I wrote this object oriented implementation of the CGI back in 1996. The class interface (listing 1) is quite simple. It only supports HTTP GET and POST methods, and only the first value of a multi-value parameters can be returned.

The structure _varval defines a variable/value pair. The two supported methods are defined by the enumeration cgi_type. The class only has a few methods:

method() returns the method used by the incoming HTTP request.
exist() returns the number of request parameters, thus indicates whether there are incoming request parameters.
exits(char*) returns 1 if the specified parameter exists; 0 otherwise.
value(char*) returns the value of the specified parameter; NULL if it does not exist.

Listing 2 shows the actual implementation of the class.

In order to parse the input, we need to be able to decode URL encoded input data. Decoding consists in transforming escaped characters from the input back to their ASCII form. An escaped character is of the form "%HH", where HH is a 2-character string representing the hexadecimal value of the original ASCII character. Decoding is done here through the helper function x2c (lines 12-20), which takes a string representation of a hexadecimal value (i.e. the HH part of the escaped character) and returns the corresponding ASCII character (i.e. the original character).

The meat of the implementation is from parsing the input data (lines 50-96). The parsing is done in two linear reading passes of the input data. The first pass counts the number of variable-value pairs so that proper memory can be allocated for their storing (lines 56-59). The count is based on the number of variable-value pairs separator '&'.

The second reading pass extracts the variable-value pairs and stores them in the previously allocated array of varval's (lines 62-96). As characters are read from the input, they are copied to the temporary buffer tmp. When URL encoded characters are encountered, they are decoded before being copied to the temporary buffer (lines 66-72). When a '=' or '&' character is encountered, the content of the temporary buffer is saved respectively as a request variable or value (lines 73-85), as all characters before '=' constitute the variable and all characters after '=' constitute the variable's value.

With the parsing function implemented, the constructor (lines 22-48) consists in determining the request method, getting the input from the right source depending on the method, then calling parseInput to extracts the variable-value pairs.

Conclusion

As with anything, one of the keys to a successful development is using the right tool for the right project. Even though we now have more sophisticated technologies than CGI, such as J2EE or .NET, it does not make sense to use these technologies when it comes to developing a quick HTML form for sending emails or for collecting feedbacks. This explains why there are still a great number of CGI scripts still in use.

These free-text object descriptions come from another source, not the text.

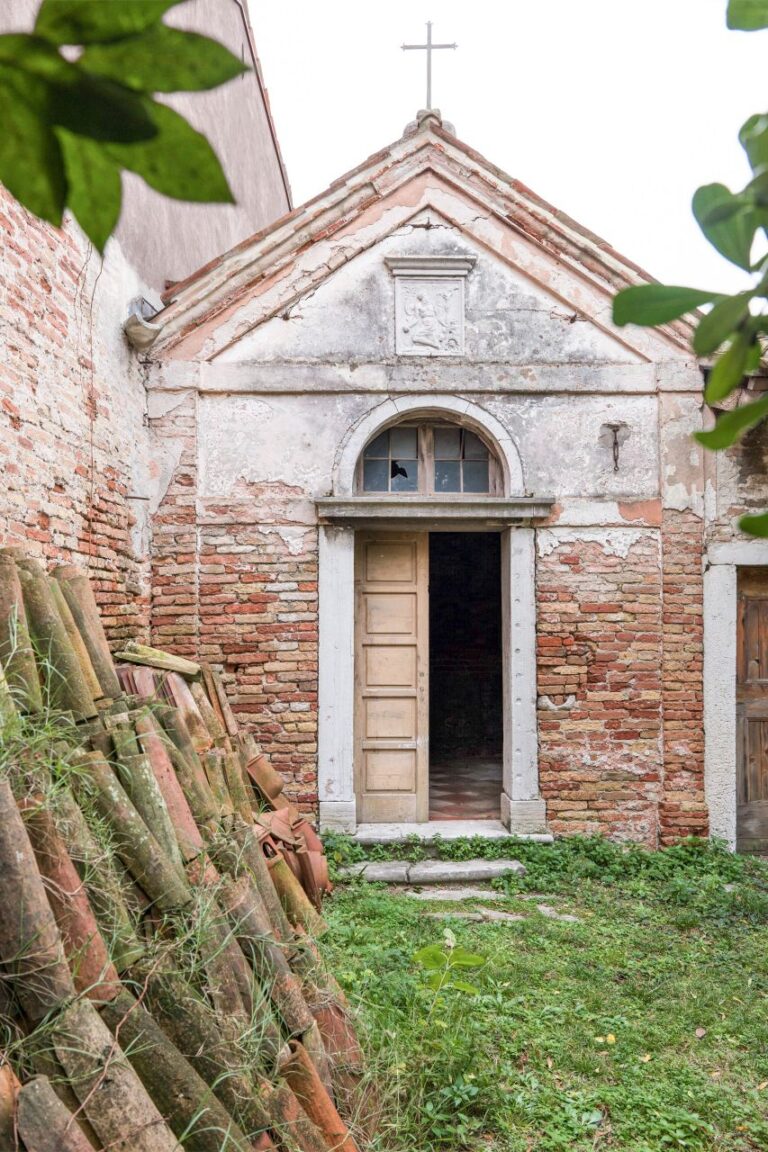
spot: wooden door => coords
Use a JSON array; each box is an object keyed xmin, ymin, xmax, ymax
[
  {"xmin": 737, "ymin": 569, "xmax": 768, "ymax": 854},
  {"xmin": 355, "ymin": 532, "xmax": 429, "ymax": 822}
]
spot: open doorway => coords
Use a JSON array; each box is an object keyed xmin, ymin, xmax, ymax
[{"xmin": 429, "ymin": 532, "xmax": 503, "ymax": 819}]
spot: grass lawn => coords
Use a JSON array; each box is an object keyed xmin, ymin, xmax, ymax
[{"xmin": 321, "ymin": 837, "xmax": 768, "ymax": 1152}]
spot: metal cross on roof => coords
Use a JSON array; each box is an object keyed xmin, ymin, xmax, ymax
[{"xmin": 402, "ymin": 21, "xmax": 457, "ymax": 112}]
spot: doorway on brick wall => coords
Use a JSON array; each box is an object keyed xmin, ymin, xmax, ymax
[
  {"xmin": 429, "ymin": 532, "xmax": 503, "ymax": 819},
  {"xmin": 737, "ymin": 568, "xmax": 768, "ymax": 853}
]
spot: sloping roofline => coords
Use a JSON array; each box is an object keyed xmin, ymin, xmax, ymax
[{"xmin": 146, "ymin": 110, "xmax": 694, "ymax": 357}]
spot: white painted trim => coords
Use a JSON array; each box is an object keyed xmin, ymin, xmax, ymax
[
  {"xmin": 703, "ymin": 563, "xmax": 738, "ymax": 848},
  {"xmin": 317, "ymin": 516, "xmax": 544, "ymax": 835},
  {"xmin": 332, "ymin": 394, "xmax": 526, "ymax": 496},
  {"xmin": 385, "ymin": 256, "xmax": 476, "ymax": 278},
  {"xmin": 317, "ymin": 526, "xmax": 356, "ymax": 831},
  {"xmin": 502, "ymin": 528, "xmax": 545, "ymax": 831},
  {"xmin": 316, "ymin": 496, "xmax": 553, "ymax": 526},
  {"xmin": 702, "ymin": 542, "xmax": 768, "ymax": 848},
  {"xmin": 707, "ymin": 541, "xmax": 768, "ymax": 566}
]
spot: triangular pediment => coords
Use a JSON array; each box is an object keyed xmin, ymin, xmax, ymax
[{"xmin": 146, "ymin": 116, "xmax": 693, "ymax": 364}]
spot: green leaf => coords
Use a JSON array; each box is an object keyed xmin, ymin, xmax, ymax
[
  {"xmin": 426, "ymin": 972, "xmax": 448, "ymax": 991},
  {"xmin": 727, "ymin": 0, "xmax": 768, "ymax": 30},
  {"xmin": 613, "ymin": 285, "xmax": 720, "ymax": 327},
  {"xmin": 449, "ymin": 980, "xmax": 480, "ymax": 995},
  {"xmin": 80, "ymin": 25, "xmax": 248, "ymax": 93},
  {"xmin": 739, "ymin": 511, "xmax": 768, "ymax": 535},
  {"xmin": 413, "ymin": 946, "xmax": 448, "ymax": 970},
  {"xmin": 50, "ymin": 73, "xmax": 158, "ymax": 142},
  {"xmin": 693, "ymin": 184, "xmax": 757, "ymax": 271},
  {"xmin": 35, "ymin": 0, "xmax": 182, "ymax": 45},
  {"xmin": 448, "ymin": 949, "xmax": 486, "ymax": 969},
  {"xmin": 0, "ymin": 34, "xmax": 157, "ymax": 142},
  {"xmin": 56, "ymin": 129, "xmax": 122, "ymax": 251},
  {"xmin": 0, "ymin": 73, "xmax": 66, "ymax": 224},
  {"xmin": 740, "ymin": 114, "xmax": 768, "ymax": 177},
  {"xmin": 0, "ymin": 33, "xmax": 76, "ymax": 81},
  {"xmin": 695, "ymin": 393, "xmax": 768, "ymax": 450},
  {"xmin": 704, "ymin": 335, "xmax": 756, "ymax": 403},
  {"xmin": 693, "ymin": 291, "xmax": 753, "ymax": 356},
  {"xmin": 106, "ymin": 98, "xmax": 233, "ymax": 202}
]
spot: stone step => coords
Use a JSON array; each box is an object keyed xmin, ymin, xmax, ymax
[
  {"xmin": 338, "ymin": 857, "xmax": 526, "ymax": 885},
  {"xmin": 353, "ymin": 820, "xmax": 553, "ymax": 848}
]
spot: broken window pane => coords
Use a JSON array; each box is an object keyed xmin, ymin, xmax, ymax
[
  {"xmin": 363, "ymin": 459, "xmax": 389, "ymax": 491},
  {"xmin": 434, "ymin": 461, "xmax": 461, "ymax": 492},
  {"xmin": 364, "ymin": 431, "xmax": 389, "ymax": 458},
  {"xmin": 391, "ymin": 460, "xmax": 418, "ymax": 491},
  {"xmin": 463, "ymin": 431, "xmax": 488, "ymax": 459},
  {"xmin": 434, "ymin": 427, "xmax": 461, "ymax": 459},
  {"xmin": 462, "ymin": 459, "xmax": 489, "ymax": 492},
  {"xmin": 390, "ymin": 426, "xmax": 417, "ymax": 459}
]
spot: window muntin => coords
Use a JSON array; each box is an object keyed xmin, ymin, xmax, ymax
[
  {"xmin": 363, "ymin": 427, "xmax": 419, "ymax": 492},
  {"xmin": 434, "ymin": 427, "xmax": 489, "ymax": 494},
  {"xmin": 359, "ymin": 423, "xmax": 499, "ymax": 495}
]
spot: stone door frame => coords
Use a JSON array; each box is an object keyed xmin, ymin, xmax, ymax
[
  {"xmin": 704, "ymin": 540, "xmax": 768, "ymax": 848},
  {"xmin": 316, "ymin": 395, "xmax": 552, "ymax": 835}
]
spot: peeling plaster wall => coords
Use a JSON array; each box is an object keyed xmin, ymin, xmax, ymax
[
  {"xmin": 217, "ymin": 219, "xmax": 642, "ymax": 366},
  {"xmin": 146, "ymin": 194, "xmax": 730, "ymax": 838}
]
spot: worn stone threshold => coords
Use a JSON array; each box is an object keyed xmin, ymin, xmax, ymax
[
  {"xmin": 339, "ymin": 858, "xmax": 527, "ymax": 884},
  {"xmin": 354, "ymin": 820, "xmax": 553, "ymax": 845}
]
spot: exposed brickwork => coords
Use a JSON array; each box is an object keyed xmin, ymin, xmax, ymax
[
  {"xmin": 0, "ymin": 190, "xmax": 151, "ymax": 643},
  {"xmin": 149, "ymin": 405, "xmax": 319, "ymax": 808},
  {"xmin": 536, "ymin": 533, "xmax": 663, "ymax": 846},
  {"xmin": 149, "ymin": 393, "xmax": 200, "ymax": 657},
  {"xmin": 199, "ymin": 521, "xmax": 318, "ymax": 810},
  {"xmin": 659, "ymin": 509, "xmax": 707, "ymax": 843}
]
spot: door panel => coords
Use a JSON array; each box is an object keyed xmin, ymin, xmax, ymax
[
  {"xmin": 365, "ymin": 593, "xmax": 417, "ymax": 634},
  {"xmin": 365, "ymin": 749, "xmax": 416, "ymax": 792},
  {"xmin": 365, "ymin": 646, "xmax": 416, "ymax": 687},
  {"xmin": 737, "ymin": 570, "xmax": 768, "ymax": 853},
  {"xmin": 355, "ymin": 532, "xmax": 428, "ymax": 823}
]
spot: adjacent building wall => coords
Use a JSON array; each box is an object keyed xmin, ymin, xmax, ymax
[
  {"xmin": 0, "ymin": 0, "xmax": 290, "ymax": 638},
  {"xmin": 0, "ymin": 188, "xmax": 154, "ymax": 640}
]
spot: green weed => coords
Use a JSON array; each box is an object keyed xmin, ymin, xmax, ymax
[{"xmin": 322, "ymin": 837, "xmax": 768, "ymax": 1151}]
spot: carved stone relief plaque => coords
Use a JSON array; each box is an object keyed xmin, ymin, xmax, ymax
[{"xmin": 386, "ymin": 255, "xmax": 476, "ymax": 358}]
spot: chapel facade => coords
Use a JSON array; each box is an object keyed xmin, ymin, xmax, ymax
[
  {"xmin": 129, "ymin": 109, "xmax": 768, "ymax": 852},
  {"xmin": 3, "ymin": 85, "xmax": 767, "ymax": 852}
]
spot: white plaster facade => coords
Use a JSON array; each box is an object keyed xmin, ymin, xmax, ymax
[{"xmin": 138, "ymin": 110, "xmax": 766, "ymax": 845}]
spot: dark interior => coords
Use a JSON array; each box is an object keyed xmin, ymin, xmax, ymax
[{"xmin": 428, "ymin": 532, "xmax": 503, "ymax": 818}]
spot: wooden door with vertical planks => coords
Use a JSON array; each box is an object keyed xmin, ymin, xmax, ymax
[
  {"xmin": 737, "ymin": 569, "xmax": 768, "ymax": 854},
  {"xmin": 355, "ymin": 532, "xmax": 429, "ymax": 822}
]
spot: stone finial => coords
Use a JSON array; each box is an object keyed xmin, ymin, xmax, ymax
[{"xmin": 403, "ymin": 108, "xmax": 456, "ymax": 137}]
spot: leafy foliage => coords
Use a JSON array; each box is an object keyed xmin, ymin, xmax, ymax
[
  {"xmin": 323, "ymin": 836, "xmax": 768, "ymax": 1151},
  {"xmin": 0, "ymin": 0, "xmax": 247, "ymax": 249},
  {"xmin": 613, "ymin": 3, "xmax": 768, "ymax": 535},
  {"xmin": 413, "ymin": 928, "xmax": 486, "ymax": 996}
]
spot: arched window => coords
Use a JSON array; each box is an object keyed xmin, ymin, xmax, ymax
[{"xmin": 356, "ymin": 420, "xmax": 503, "ymax": 495}]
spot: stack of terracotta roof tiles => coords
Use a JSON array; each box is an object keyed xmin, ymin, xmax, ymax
[{"xmin": 0, "ymin": 550, "xmax": 367, "ymax": 1152}]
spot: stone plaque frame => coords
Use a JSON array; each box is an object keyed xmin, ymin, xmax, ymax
[{"xmin": 386, "ymin": 255, "xmax": 476, "ymax": 357}]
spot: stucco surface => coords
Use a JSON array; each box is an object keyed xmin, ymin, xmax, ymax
[{"xmin": 216, "ymin": 222, "xmax": 642, "ymax": 366}]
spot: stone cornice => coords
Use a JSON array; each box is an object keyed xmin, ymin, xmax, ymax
[{"xmin": 316, "ymin": 495, "xmax": 555, "ymax": 528}]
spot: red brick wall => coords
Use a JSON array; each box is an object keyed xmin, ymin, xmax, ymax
[
  {"xmin": 199, "ymin": 521, "xmax": 318, "ymax": 809},
  {"xmin": 149, "ymin": 393, "xmax": 200, "ymax": 656},
  {"xmin": 0, "ymin": 190, "xmax": 151, "ymax": 643},
  {"xmin": 659, "ymin": 509, "xmax": 707, "ymax": 843},
  {"xmin": 149, "ymin": 398, "xmax": 319, "ymax": 808},
  {"xmin": 536, "ymin": 532, "xmax": 664, "ymax": 846}
]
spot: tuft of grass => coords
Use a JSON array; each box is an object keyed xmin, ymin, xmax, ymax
[{"xmin": 321, "ymin": 837, "xmax": 768, "ymax": 1152}]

One needs to remember though that once put on the Web, any gateway program is available to the world to execute, including to malicious people. Therefore extra cares should be taken regarding security. The Security FAQ [4] from the World Wide Web Consortium has an extensive coverage on CGI security.

The CGI implementation presented herein shows how request parameters can be retrieved and parsed. Although a quite efficient implementation, it lacks features such as retrieval of multi-values request parameters.

References

[1] CGI: "Common Gateway Interface", NCSA, 1995.
[2] RFC 931: "Authentication server", M. StJohns, January 1985.
[3] HTTP: "Hypertext Transfer Protocol - HTTP/1.1", R. Fielding, J. Gettys, J. Mogul, H. Frystyk, L. Masinter, P. Leach and T. Berners-Lee, June 1999.
[4] WWW Security FAQ: CGI Scripts: "The World Wide Web Security FAQ", Lincoln Stein & John Stewart, February 2003.

Last updated: 2004-09-14 18:35:40 -0700